NVIDIA recently released CUDA-tiles, which basically allows you to specify how you want to do chunk-level parallelism in python code and have the GPU just do it. See cutile-python.
I’m not really a GPU person, but could we use this with parallel computation frameworks like Cubed to get GPU parallelism at massive scale for scientific array workloads?
It’s not really new new, there was a SciPy talk on it
If I’m not mistaken, cubed would need to rely on its backend_array_api (e.g. CuPy) to rewrite its algorithms (e.g. matrix multiplication) in cuTile to take advantage of this.
I’m also keeping an eye on CubeCL (Rust) and Modular (Mojo) which have similar ‘tile’/‘cube’ abstractions that are not tied to CUDA. I.e. supports AMD/ROCm and Apple/Metal ecosystem GPUs. All of these are pretty much using some MLIR dialect under the hood to perform some sort of SIMD (single instruction, multiple data) operation, which I don’t fully get yet, but is something I’m keen on experimenting next year
Would love to eventually see full GPU zarr read/decode/resampling/reprojection/rechunking/etc/encode/write pipelines and maybe cuTile can help the middle bits.

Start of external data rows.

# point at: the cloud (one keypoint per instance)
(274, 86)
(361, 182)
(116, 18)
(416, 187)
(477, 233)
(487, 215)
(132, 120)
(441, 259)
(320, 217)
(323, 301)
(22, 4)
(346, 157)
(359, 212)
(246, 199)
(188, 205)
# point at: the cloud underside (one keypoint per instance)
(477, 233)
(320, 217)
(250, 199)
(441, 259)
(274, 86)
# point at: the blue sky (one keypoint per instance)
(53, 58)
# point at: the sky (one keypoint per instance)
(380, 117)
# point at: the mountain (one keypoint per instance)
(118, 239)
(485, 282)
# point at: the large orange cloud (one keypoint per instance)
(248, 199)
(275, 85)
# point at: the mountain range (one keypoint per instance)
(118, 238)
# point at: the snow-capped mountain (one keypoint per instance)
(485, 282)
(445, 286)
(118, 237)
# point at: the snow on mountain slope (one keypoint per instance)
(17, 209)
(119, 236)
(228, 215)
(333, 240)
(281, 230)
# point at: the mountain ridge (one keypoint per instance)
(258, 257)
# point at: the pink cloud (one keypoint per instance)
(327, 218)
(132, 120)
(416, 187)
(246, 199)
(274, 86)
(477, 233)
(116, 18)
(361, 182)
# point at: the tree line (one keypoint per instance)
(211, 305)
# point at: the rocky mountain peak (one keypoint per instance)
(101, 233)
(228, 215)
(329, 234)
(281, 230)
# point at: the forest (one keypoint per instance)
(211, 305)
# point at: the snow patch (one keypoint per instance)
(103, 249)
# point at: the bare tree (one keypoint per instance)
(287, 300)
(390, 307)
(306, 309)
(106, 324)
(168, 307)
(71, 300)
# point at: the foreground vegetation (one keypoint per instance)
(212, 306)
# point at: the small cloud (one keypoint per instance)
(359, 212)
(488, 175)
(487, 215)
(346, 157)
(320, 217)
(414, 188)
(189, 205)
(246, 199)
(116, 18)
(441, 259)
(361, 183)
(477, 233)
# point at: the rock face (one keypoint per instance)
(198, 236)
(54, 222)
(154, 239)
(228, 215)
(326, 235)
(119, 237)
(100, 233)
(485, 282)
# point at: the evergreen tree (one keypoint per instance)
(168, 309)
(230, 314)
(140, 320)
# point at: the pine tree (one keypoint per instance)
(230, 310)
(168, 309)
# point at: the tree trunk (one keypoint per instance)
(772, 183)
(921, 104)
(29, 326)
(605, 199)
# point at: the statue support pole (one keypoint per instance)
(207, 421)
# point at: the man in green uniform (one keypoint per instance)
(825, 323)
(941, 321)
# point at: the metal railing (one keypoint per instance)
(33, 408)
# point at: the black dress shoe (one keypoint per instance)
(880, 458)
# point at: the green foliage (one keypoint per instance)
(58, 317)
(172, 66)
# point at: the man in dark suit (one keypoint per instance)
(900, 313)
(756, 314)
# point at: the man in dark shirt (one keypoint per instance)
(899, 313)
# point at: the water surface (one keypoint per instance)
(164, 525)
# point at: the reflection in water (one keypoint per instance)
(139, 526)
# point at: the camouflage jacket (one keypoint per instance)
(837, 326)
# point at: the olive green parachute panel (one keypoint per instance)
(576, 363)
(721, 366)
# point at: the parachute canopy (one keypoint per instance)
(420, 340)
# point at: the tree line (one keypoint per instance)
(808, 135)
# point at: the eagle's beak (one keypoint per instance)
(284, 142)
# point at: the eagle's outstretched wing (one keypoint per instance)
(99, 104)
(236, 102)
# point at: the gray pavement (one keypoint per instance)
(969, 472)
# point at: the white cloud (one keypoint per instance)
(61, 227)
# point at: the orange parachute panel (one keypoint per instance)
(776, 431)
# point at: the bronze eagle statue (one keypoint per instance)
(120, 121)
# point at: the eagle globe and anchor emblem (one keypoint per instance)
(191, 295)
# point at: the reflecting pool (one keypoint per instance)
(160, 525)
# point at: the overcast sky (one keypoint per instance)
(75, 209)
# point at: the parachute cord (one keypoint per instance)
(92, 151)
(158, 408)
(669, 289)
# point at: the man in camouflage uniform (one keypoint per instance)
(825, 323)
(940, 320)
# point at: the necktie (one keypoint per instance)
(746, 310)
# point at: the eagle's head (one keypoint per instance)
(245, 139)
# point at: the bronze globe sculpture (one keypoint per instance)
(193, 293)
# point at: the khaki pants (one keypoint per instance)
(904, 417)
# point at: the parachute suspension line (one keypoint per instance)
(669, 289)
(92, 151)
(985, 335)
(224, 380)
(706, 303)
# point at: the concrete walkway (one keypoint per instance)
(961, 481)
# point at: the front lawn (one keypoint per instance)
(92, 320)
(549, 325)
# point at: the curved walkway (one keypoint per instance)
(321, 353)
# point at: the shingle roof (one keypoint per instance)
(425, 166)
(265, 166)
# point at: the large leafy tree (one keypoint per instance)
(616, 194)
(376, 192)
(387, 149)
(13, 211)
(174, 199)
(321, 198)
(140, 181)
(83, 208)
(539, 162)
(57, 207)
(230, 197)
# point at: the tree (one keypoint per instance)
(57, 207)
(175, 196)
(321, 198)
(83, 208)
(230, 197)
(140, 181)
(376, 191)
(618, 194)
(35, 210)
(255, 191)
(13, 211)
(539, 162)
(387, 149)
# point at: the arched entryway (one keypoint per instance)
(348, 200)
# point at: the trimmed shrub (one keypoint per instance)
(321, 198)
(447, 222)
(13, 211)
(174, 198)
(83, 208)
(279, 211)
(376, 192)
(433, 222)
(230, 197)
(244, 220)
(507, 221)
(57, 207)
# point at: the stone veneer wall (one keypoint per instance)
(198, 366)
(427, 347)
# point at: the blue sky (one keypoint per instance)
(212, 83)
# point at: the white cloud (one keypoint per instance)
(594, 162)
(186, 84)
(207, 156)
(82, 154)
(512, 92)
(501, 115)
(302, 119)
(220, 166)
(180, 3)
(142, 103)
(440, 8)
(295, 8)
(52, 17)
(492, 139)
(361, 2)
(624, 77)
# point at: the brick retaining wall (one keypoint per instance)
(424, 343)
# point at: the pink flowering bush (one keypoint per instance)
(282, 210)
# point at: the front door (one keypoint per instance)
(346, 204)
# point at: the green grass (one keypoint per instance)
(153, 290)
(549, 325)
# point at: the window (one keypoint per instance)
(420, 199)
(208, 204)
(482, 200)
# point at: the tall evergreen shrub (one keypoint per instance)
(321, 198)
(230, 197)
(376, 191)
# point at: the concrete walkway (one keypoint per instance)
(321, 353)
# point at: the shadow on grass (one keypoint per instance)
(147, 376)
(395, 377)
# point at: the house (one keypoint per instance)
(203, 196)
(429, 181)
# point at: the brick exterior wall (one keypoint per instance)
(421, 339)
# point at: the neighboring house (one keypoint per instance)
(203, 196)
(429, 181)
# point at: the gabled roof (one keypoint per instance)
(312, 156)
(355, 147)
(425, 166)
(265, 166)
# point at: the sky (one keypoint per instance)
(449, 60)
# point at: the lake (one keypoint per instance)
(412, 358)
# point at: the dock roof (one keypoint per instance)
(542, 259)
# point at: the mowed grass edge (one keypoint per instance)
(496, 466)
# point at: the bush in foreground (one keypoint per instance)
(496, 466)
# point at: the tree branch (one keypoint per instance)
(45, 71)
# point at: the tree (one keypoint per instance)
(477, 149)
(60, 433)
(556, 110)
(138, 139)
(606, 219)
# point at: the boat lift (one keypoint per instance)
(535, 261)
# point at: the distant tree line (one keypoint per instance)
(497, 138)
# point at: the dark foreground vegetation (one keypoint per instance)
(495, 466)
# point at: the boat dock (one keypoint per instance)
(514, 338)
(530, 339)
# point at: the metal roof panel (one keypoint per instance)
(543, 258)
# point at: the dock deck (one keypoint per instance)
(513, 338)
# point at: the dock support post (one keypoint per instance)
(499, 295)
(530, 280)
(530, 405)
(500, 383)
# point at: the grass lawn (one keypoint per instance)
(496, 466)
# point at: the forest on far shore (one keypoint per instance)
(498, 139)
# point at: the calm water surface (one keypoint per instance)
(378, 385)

I haven’t had a chance to try cuTile yet, but that matches my understanding: cuTile is an alternative (IMO, more natural) way to author kernels that operate on in-(GPU)-memory ndarrays. It could complement cubed, especially operations like map_blocks.
Would love to eventually see full GPU zarr read/decode/resampling/reprojection/rechunking/etc/encode/write pipelines and maybe cuTile can help the middle bits.